Mikud Israel Ltd.
- Company type: Private
- Industry: Security, Cleaning
- Founded: 1984
- Founder: Soly Elyashar
- Headquarters: Tel Aviv, Israel
- Area served: Israel
- Services: security, guarding, Alarm Monitoring Center
- Owner: Soly Elyashar
- Number of employees: 4,500
- Website: http://www.mikud4u.co.il/

= Mikud (company) =

Mikud Group (Hebrew: קבוצת מיקוד) is one of the largest security and cleaning companies in Israel. The company employs about 4,500 workers. The company was established in 1984 by Soli Elyashar. The headquarters of the company is located at Rival Street, south Tel Aviv.

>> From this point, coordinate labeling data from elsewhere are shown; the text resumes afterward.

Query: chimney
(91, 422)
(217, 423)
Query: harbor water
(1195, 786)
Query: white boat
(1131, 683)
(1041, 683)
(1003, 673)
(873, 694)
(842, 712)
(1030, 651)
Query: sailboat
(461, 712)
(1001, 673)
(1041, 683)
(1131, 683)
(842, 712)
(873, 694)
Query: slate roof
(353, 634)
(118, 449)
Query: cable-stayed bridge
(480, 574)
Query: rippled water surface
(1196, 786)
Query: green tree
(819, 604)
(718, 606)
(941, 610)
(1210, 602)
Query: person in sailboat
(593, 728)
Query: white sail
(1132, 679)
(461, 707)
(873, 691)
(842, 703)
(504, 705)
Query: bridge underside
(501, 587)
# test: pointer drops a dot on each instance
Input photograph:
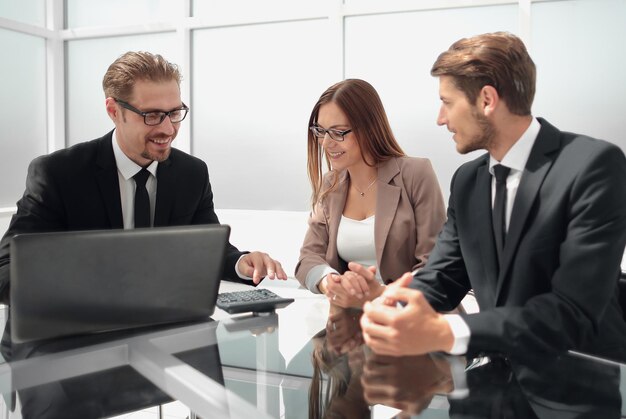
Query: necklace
(362, 192)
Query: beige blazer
(410, 212)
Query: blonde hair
(121, 76)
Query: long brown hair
(497, 59)
(368, 121)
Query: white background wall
(253, 70)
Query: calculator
(258, 300)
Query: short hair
(361, 104)
(121, 76)
(497, 59)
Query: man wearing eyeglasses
(95, 184)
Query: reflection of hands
(352, 288)
(414, 329)
(343, 332)
(258, 265)
(405, 383)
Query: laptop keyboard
(257, 300)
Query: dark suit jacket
(557, 287)
(78, 189)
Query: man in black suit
(91, 185)
(545, 270)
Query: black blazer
(77, 188)
(558, 284)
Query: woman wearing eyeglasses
(375, 206)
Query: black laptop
(70, 283)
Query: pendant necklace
(362, 192)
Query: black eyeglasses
(156, 117)
(335, 134)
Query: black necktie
(142, 200)
(498, 215)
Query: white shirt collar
(126, 166)
(517, 156)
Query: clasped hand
(353, 288)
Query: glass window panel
(82, 13)
(253, 91)
(251, 9)
(581, 63)
(26, 11)
(22, 110)
(87, 61)
(396, 59)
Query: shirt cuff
(239, 274)
(461, 333)
(315, 276)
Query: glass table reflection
(306, 360)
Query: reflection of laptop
(70, 283)
(110, 391)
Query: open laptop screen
(70, 283)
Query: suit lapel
(108, 181)
(386, 205)
(166, 180)
(537, 167)
(480, 205)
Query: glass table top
(306, 360)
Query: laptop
(70, 283)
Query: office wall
(254, 69)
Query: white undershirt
(126, 169)
(516, 159)
(355, 242)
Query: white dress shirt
(516, 159)
(126, 169)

The company began its way in Jerusalem solely as a security company, later expanding its services to give Full Solution services to its clients. Today Mikud is made up of four specializing companies:

Mikud Avtakha logo

- Mikud Avtkha (Hebrew: מיקוד אבטחה) – providing different security services to government and private entities. Its activities include security and protection of facilities, personnel, VIP security and physical protection of facilities.
- Moked Mikud (Hebrew: מוקד מיקוד) – operates as the Alarm Monitoring Center of Mikud group. Specializing in emergency call services, operational reconnaissance and electronic protection.

Cleanor logo

- Cleanor (Hebrew: קלינור) – providing cleaning services and cleaning machines, and cleaning materials.
- Techniko (Hebrew: טכניקו) – dealing with building maintenance, technical services and construction, as well as electricity works, water and air conditioner systems.
Since the Israeli Ministry of Defense decided to privatize the Israeli checkpoints operations in the West Bank, Mikud and four other Israeli security companies have provided these services.